There is a fascinating article on this morning that exemplifies the widely varying challenges people in the workers’ compensation industry face. It is an interview with Brian Rodgers, the senior director of corporate risk management for Butterball LLC. It covers, in extensive detail, how his company has reinvented the process of, well, processing turkeys, with an eye on reducing risk and injury to their employees.

For people like me, those who love meat in many forms but wish to be protected from the realities of the food supply chain, it can be a jarring read. It lays out the harsh realities of the jobs people must do in order for all of us to be fed.

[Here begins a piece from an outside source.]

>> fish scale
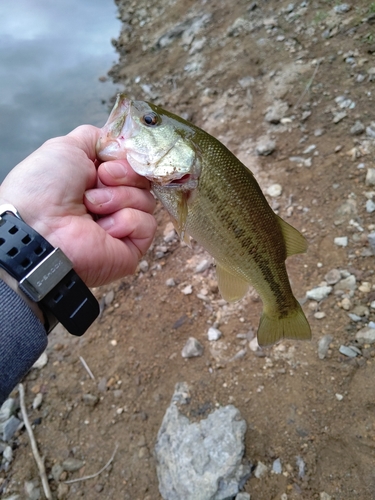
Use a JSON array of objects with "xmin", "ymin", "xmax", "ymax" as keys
[{"xmin": 96, "ymin": 94, "xmax": 311, "ymax": 346}]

I would basically suck as a frontiersman. I love steak. And chicken. And turkey. And pork. And I prefer to find all of those items in their natural environment; wrapped in styrene in my grocer’s freezer or refrigerator. I couldn’t be a hunter. I’d be far more likely to take Bambi home and let it stay in the guest bedroom than to convert it into venison. At the same time, I am thankful that there are people who are capable of completing these tasks, so the rest of us can eat. I’ve often told my sister, whose family is highly self-sufficient in the hunt it/ slaughter it/ butcher it/ freeze it for a rainy day genre, that when the fall of society comes I am headed to their place in Colorado. They can hunt and forage and feed us after the end of days. My job will be to maintain the compound’s website.

Of course, that all is contingent on my wife and I having enough ammo to make it through heavily armed Mississippi. 

The article starts with one disturbing example when it describes the changes made in the “live hanging room”, a place where many injuries used to occur. For those of you like me, who believed turkeys were just hard plastic coated balls of meat in the grocer’s freezer, this article will be a shock. They were apparently live animals first.

Who knew? 

From a workers’ compensation perspective, it is a very informative piece. It highlights the extreme challenges some companies have in making their workplace safe for the people who have some pretty dangerous jobs. These are things most of us never have to think about. One example was on the “disassembly line”, where they had to stagger their employees to be far enough from each other to reduce “buddy cuts”, where someone could be sliced by a co-workers rapidly moving blade.

It turns out that Butterball’s 7,200 employees churn out about 85 million turkeys a year. One plant alone produces 60,000 frozen plastic coated balls of delicious goodness every single day. We should be thankful that there are people willing to do this type of work, and equally gratified that their employer has been working with an eye for their safety.

But I will warn you before you read that article. It can be a bit disturbing. If you are in any way like me when it comes to the realities of the food chain, you may find yourself questioning who really is the bigger butterball.